Search code examples
pythonopencvcomputer-visioncamera-calibrationhomography

Which openCv function can be used to compute BEV perspective transformation given a point coordinates and the camera extrinsics/intrinsics?


I have the 3x3 intrinsics and 4x3 extrinsics matrices for my camera obtained via cv2.calibrateCamera()

Now I want to use these paramenters to compute the BEV (Bird Eye View) transformation for any given coordinates in a frame obtained from the camera.

Which openCv function can be used to compute the BEV perspective transformation for given point coordinates and the camera extrinsics and/or intrinsics 3x3 matrices?

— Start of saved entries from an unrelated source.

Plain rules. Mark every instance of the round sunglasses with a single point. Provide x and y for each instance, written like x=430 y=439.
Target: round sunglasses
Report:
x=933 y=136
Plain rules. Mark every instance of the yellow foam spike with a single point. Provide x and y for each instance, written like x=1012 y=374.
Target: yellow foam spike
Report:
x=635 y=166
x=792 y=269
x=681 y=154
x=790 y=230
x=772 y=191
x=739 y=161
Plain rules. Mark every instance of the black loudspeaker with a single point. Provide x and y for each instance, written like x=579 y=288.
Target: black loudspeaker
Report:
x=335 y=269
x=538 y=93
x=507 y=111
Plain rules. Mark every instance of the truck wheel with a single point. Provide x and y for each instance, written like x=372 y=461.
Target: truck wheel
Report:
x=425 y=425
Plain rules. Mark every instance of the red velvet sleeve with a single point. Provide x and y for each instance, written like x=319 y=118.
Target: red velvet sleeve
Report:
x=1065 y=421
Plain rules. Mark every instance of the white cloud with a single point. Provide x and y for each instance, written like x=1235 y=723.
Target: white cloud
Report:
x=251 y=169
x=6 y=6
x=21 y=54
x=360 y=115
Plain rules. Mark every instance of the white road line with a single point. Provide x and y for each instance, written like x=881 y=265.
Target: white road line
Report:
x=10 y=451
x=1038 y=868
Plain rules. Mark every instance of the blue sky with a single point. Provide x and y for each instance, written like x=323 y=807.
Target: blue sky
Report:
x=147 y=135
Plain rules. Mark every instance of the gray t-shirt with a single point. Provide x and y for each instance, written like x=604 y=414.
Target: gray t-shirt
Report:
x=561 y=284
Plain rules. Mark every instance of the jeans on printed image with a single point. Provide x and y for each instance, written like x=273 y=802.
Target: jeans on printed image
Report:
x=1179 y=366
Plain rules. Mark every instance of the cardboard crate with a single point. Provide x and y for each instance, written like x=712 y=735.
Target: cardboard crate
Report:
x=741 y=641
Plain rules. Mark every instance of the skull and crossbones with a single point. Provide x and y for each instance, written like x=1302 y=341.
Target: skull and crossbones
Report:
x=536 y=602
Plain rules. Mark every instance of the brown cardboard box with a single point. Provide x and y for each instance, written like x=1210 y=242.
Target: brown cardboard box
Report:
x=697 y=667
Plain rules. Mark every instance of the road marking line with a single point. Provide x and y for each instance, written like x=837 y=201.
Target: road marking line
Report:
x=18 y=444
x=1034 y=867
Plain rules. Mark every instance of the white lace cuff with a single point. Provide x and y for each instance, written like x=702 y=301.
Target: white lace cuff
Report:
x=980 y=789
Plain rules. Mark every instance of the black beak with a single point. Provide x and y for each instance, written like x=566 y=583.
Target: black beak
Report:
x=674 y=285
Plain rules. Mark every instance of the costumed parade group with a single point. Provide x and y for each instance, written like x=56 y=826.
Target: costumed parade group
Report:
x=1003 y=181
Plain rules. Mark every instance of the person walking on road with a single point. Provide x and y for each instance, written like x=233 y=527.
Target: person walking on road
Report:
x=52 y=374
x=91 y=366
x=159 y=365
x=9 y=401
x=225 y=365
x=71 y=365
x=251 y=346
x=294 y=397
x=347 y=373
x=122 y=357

I found something very related in the following post: https://deepnote.com/article/social-distancing-detector/ based on https://www.pyimagesearch.com/2014/08/25/4-point-opencv-getperspective-transform-example/ ,

they are using cv2.getPerspectiveTransform() to get a 3X3 matrix, but I don't know whether this matrix represents the intrinsics, the extrinsecs or something else. Then they are transforming the list of points using such matrix in the following way:

#Assuming list_downoids is the list of points to be transformed and matrix is the one obtained above
list_points_to_detect = np.float32(list_downoids).reshape(-1, 1, 2)
transformed_points = cv2.perspectiveTransform(list_points_to_detect, matrix)

I really need to know if I can use this cv2.perspectiveTransform function to compute the transformation or if there's another better way to do this using the extrinsics, the intrinsics or both, without having to reuse the frame, since I already have the detected/selected coordinates saved in an array.


Solution

  • After a deep investigation, I found out a good solution:

    The projection matrix is a multiplication between theextrinsic and the intrinsic camera matrices

    cv2.getPerspectiveTransform() gives us the Projection Matrix when we don't have the camera params:

    cv2.warpPerspective() transforms the image itsef.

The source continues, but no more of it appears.